Juk en Disselboom
Heden veranderen is Toekomst behouden
Heden veranderen is Toekomst behouden


Op het niveau van het middenbestuur en gemeente liggen gouden kansen om –nog meer dan nu al het geval is- inwoners, ondernemers, financiers en belanghebbenden te emanciperen van de overheid: verantwoordelijkheid delen en samen werken aan verbetering van 'leefkwaliteit' en 'ondernemersklimaat', om een paar clichés te gebruiken. Zo blijft de eindverantwoordelijkheid voor het dagelijks leven waar het hoort: bij de mens zelf. Of moet ik zeggen: zo gaat de eindverantwoordelijheid voor het dagelijks leven weer terug naar waar het hoort? 

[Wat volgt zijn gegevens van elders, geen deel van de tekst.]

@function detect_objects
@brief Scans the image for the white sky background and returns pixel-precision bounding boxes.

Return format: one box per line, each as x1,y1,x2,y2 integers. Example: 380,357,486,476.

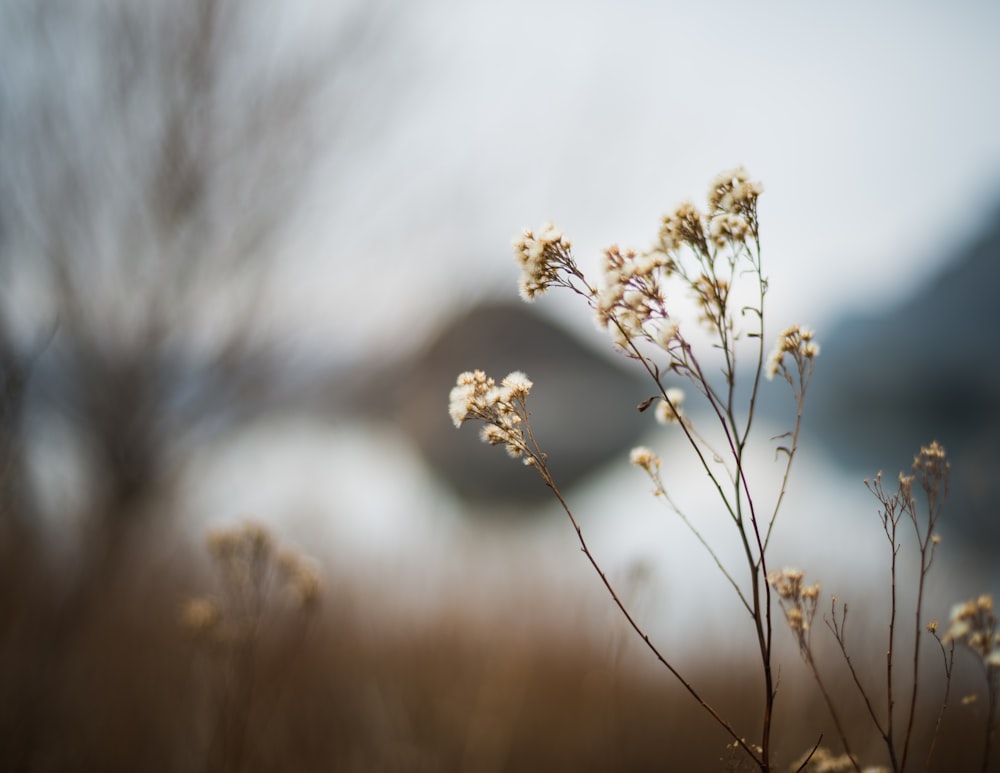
270,0,1000,358
178,0,1000,640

Regionale en lokale overheden zullen vaker de wensen, de kennis en de expertise van inwoners moeten opzoeken. De politiek richt zich dan vooraf, in de Staten- en Raadzaal, op heldere politieke en financiële kaders. De natuurlijke partners in de regio geven onderling vorm aan de praktijk op basis van gedragen, realistische samenwerking. Zo blijft het politieke debat zuiver en op hoofdlijnen, en is uitvoerbaarheid meer dan ooit geworteld in de samenleving. 

Deze aanpak geeft de grootste kans op levensvatbare ontwikkelingen in de regio en daarbuiten, omdat overheid en maatschappelijke partners de wederzijdse afhankelijkheid erkennen en daarnaar handelen. Ik pleit er dan ook voor om door bijvoorbeeld bestuursakkoorden de regionale samenwerking in toenemende mate op een hoger niveau (en formeel ingebed) te krijgen.

Ik vind dat wel dat je moet sturen op Open Normen: je streeft iets na dat past bij je politieke opvattingen, of bij je belangen als inwoner of ondernemer, maar dat is niet per sé onderling uitwisselbaar. Hou dat bij je zelf en laat je daar op persoonlijke titel op afrekenen. Dwing een ander niet zich tot jouw uiteindelijke doel te bekennen, want dat gaat niet lukken. Als het wel lukt, dan zal het vaker wel dan niet een hersenloos compromis zijn geworden. 

Benoem wel wat voor waarde daaraan ten grondslag ligt (bijvoorbeeld zelfredzaamheid, sociaal contact of continuïteit, kleinschaligheid, groei, of uitbreiding). Zeg er ook bij waaraan je dat, vanuit jouw belang, kennis en opvattingen, hoopt te zullen zien in de komende tijd. Het is die combinatie van waardegebonden doelen en eigen indicatoren waarover je elkaar onderling wel kan aanspreken, en zonodig waarop je zonodig kunt bijsturen. 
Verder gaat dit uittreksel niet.